In een gesprek over de rol van design in relatie tot wetenschap en innovatie is ze stellig: ‘Deze tijd biedt heel interessante kansen voor designers. We leven in een onzekere tijd, en wat design kan doen, is een platform bieden voor het ontwikkelen en onderzoeken van nieuwe ideeën. Een platform waar mogelijkheden kunnen worden onderzocht zonder dat die met empirische resultaten hoeven te worden gestaafd, zoals dat in de wetenschap zou moeten. Design creëert een weefsel van mogelijkheden, omdat design op andere manieren wordt geëvalueerd. En daarbij introduceert design een culturele en creatieve agenda die in de technologische ontwikkeling tot nu toe niet bestond.

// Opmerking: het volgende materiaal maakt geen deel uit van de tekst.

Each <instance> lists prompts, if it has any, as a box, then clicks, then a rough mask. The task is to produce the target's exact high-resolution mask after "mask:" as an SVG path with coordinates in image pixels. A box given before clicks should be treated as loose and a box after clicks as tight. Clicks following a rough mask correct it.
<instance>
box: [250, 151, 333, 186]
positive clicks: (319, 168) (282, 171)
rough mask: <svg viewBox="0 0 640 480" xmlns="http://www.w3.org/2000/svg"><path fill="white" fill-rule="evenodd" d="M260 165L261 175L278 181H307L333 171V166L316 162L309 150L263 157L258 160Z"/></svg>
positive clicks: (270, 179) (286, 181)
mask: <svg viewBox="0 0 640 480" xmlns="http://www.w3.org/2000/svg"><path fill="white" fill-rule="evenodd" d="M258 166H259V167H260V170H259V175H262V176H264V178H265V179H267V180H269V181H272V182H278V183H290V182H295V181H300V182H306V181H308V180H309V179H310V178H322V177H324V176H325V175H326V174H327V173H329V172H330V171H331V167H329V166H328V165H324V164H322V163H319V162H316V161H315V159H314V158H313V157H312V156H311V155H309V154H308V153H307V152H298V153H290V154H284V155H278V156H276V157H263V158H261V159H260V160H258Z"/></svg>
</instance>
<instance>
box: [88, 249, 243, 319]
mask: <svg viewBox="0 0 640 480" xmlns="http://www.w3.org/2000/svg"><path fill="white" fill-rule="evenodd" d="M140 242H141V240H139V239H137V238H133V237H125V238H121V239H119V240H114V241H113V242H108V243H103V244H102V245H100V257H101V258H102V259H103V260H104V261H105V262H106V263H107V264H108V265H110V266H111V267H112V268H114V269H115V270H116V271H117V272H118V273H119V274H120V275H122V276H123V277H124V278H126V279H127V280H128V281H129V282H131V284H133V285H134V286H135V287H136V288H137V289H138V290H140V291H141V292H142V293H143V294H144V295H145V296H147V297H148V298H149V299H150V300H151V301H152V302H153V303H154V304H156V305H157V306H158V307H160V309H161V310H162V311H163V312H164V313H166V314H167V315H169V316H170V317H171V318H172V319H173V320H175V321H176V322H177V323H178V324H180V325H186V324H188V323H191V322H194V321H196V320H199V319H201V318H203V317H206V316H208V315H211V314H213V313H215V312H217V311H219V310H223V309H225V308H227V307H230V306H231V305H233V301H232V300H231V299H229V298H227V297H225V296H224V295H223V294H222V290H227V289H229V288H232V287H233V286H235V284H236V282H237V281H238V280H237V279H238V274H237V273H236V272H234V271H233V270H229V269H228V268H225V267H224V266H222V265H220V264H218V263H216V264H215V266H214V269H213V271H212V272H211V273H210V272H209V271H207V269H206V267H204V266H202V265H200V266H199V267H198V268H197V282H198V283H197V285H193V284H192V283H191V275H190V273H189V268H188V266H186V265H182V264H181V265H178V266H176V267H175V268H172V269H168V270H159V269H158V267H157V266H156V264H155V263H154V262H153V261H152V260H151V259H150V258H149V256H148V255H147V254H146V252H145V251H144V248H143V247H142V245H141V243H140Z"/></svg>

SymbioticA is een voorbeeld van deze nieuwe context. In 2004 presenteerden kunstenaars van dit artistieke researchlab in Australië een installatie die ze Victimless Leather noemden en die mensen enthousiast maakte voor het idee van vleesproducten zonder dierlijk lijden. Ze hadden toen nog niet de oplossing. Het was meer een geëngageerde provocatie. En nu, zo’n tien jaar later, hebben we daadwerkelijk de eerste slachtoffervrije hamburgers en is Andras Forgacs in Canada bezig leer te maken uit gekweekte weefselcellen. Kunst en design hebben hier de condities gecreëerd voor innovatie.’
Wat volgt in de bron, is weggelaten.